- Cover art
- Developer: Human Entertainment, Inc.
- Publisher: Bandai America, Inc.
- Designers: Hiroyuki Itoh Sun Shi Fai Koo Wai San
- Composers: Masaki Hashimoto Takahiro Wakuta
- Platform: NES
- Release: NA: July 1990;
- Genres: Action Strategy
- Mode: Single-player

= The Adventures of Gilligan's Island =

1990 video game

The Adventures of Gilligan's Island (also known as Gilligan's Island: The Video Game) is a single-player Nintendo Entertainment System video game by Bandai that is based on the 1960s sitcom Gilligan's Island.

==Gameplay==

Gilligan and Skipper traverse one of the game's levels.

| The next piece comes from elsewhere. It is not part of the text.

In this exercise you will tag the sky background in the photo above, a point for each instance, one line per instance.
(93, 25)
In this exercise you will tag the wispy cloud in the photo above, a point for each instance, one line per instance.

The player controls the Skipper and is followed around by Gilligan, who is controlled by the computer.

The game's four levels are dotted with threats from creatures in addition to headhunters and the surrounding terrain. The player has to wander around the island, collecting various objects, speaking with the other castaways (Mr. Howell, Mrs. Howell, the Professor, and Mary Ann) and solving various puzzles. Players must also frequently rescue Gilligan, who frequently gets lost or stuck in things, the player has to pull him back with a rope or rescue him if he falls down one of many holes. The game has a password feature for all four levels.

Enemies deplete the player's life bar and there is also a time limit for each level. The Skipper can attack most of the game's enemies with a punch or a club. There are four bosses in the game (a gorilla, a large cannibal who is the leader of the headhunters, a grizzly bear, and an undead skeleton).